While an audit itself wouldn’t necessarily expose government corruption, GAO says the Pentagon will continue to be at high risk for waste, fraud, abuse and mismanagement.

The Defense Department blames old technology and the fact that all of the armed services have their own method of tracking their spending for some of its shortcomings.

Gordon Adams, an American University professor who dealt with the Pentagon’s audit problem while at the Office of Management and Budget in the 1990s, said the lack of a united financial system is a real problem.

 “When I was at OMB in the ‘90s, we struggled with this question—how to whittle down the number of financial systems. Every service had an argument as to why their financial systems…shouldn’t be merged with anybody else,” Adams said.

“The big recommendation I would make is to break that logjam and integrate the financial systems so that you have consistent reporting data across services and across activities,” he added.

Another contributing factor is the Pentagon’s outdated technology, said Todd Harrison, senior fellow of defense studies at the Center for Strategic and Budgetary Assessments.

People at Air Force bases around the country, for example, closely track financial transactions — but that information doesn’t always get to the Pentagon’s comptroller who oversees the development and execution of the budget.

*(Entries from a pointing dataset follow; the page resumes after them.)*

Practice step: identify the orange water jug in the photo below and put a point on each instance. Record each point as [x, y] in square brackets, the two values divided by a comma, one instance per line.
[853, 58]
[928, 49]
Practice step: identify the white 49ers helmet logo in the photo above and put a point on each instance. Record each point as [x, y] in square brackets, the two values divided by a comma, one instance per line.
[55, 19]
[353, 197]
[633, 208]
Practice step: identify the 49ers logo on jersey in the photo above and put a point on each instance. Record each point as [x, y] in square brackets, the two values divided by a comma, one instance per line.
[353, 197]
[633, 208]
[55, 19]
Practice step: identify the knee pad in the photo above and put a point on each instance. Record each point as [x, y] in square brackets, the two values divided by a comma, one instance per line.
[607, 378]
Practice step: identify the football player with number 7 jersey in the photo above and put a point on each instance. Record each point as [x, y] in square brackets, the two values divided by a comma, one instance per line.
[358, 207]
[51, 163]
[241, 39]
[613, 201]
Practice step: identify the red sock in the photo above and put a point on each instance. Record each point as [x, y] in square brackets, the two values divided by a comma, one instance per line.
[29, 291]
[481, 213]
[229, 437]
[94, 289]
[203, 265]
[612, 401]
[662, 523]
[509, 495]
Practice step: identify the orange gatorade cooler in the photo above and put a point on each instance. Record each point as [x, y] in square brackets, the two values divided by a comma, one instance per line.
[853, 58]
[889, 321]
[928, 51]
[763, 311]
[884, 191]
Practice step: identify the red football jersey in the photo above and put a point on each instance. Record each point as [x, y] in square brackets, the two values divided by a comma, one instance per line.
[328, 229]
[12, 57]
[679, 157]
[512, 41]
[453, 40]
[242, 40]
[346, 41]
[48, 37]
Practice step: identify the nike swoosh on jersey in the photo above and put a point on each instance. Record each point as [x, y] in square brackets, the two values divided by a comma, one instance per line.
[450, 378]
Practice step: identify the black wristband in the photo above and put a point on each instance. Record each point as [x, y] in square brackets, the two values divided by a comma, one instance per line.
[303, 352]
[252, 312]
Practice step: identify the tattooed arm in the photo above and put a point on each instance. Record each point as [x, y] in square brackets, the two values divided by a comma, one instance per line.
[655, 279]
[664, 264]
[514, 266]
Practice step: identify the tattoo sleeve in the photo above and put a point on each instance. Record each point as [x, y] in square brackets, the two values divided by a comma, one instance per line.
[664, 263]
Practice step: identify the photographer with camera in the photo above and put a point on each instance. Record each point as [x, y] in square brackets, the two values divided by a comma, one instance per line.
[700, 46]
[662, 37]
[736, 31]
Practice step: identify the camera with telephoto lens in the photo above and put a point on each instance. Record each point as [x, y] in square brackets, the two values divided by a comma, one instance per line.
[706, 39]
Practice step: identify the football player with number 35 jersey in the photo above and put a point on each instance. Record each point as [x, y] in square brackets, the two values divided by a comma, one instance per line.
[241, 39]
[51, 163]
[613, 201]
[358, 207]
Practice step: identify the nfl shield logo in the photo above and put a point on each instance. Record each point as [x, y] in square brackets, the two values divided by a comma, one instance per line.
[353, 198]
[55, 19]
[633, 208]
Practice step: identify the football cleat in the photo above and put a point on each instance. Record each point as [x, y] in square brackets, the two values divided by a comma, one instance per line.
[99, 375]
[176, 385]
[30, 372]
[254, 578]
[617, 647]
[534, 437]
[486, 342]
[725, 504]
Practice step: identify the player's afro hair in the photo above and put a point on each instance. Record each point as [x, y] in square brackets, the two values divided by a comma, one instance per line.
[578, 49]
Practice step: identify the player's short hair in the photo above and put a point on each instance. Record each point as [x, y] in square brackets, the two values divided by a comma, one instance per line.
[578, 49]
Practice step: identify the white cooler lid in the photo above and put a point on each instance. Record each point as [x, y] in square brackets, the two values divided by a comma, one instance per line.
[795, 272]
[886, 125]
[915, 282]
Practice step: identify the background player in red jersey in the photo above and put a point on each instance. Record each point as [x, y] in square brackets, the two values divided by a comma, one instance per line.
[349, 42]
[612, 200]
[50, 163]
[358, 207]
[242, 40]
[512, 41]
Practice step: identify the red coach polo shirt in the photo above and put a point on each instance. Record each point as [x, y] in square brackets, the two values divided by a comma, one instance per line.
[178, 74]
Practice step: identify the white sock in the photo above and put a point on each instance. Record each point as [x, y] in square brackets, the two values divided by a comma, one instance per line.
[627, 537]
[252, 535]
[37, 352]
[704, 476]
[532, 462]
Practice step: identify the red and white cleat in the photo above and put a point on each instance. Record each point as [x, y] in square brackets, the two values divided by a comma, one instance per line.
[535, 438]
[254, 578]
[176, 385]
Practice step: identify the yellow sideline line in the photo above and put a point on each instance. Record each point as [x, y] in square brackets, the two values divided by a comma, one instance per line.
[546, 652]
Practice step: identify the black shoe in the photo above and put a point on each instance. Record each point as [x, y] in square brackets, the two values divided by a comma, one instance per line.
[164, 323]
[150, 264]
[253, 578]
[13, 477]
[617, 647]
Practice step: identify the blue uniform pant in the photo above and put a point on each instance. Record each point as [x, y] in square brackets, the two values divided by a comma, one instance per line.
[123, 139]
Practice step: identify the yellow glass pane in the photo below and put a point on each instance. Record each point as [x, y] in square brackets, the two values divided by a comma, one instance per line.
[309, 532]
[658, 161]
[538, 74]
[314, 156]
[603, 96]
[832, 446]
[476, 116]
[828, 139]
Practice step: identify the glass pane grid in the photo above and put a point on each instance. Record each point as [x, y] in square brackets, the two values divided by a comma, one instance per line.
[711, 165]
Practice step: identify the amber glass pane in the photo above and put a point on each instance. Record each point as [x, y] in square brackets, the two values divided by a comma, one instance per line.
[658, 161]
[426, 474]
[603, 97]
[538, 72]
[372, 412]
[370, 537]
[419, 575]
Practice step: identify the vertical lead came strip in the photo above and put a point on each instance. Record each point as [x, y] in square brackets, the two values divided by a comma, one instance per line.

“The problem is when you send that data back to headquarters, the IT systems were built to aggregate all of the expense data in just a summary of data back to headquarters,” Harrison said.  “Well, you can’t pass an audit with that because the auditors want to see traceability all the way from the top to the bottom and back.”

Harrison warned an audit wouldn’t expose much wasteful spending or fraud because accountability checks are already done by other parts of the Pentagon.

Republicans and Democrats on Capitol Hill have long complained about the Defense Department’s failure to balance its own books.

In fact, one group of lawmakers introduced legislation this year that would reduce the discretionary budget of any federal agency if it doesn’t receive an accurate audit by an independent group.

The bill was introduced by Reps. Barbara Lee (D-Calif.), Michael Burgess (R-Texas), Jan Schakowky (D-Ill.) and Dan Benishek (R-Mich), but hasn’t made it out of committee.

Harrison questions whether such a punishment would be effective.

If Congress wants to help the Pentagon speed up the audit process, Harrison said they should provide the department with a more stable budget.

Automatic budget cuts known as sequestration are causing a lot of uncertainty over the Pentagon’s funding, he said, and it’s distracting defense officials from taking on important projects like an audit.

“It’s that instability, it’s the uncertainty of what the budget will be this year, next year, two years into the future,” he said. “That’s forcing DoD to plan multiple alternatives to each budget request just to be prepared. It’s generating more workload for the same people who could be used to help get ready to pass an audit.”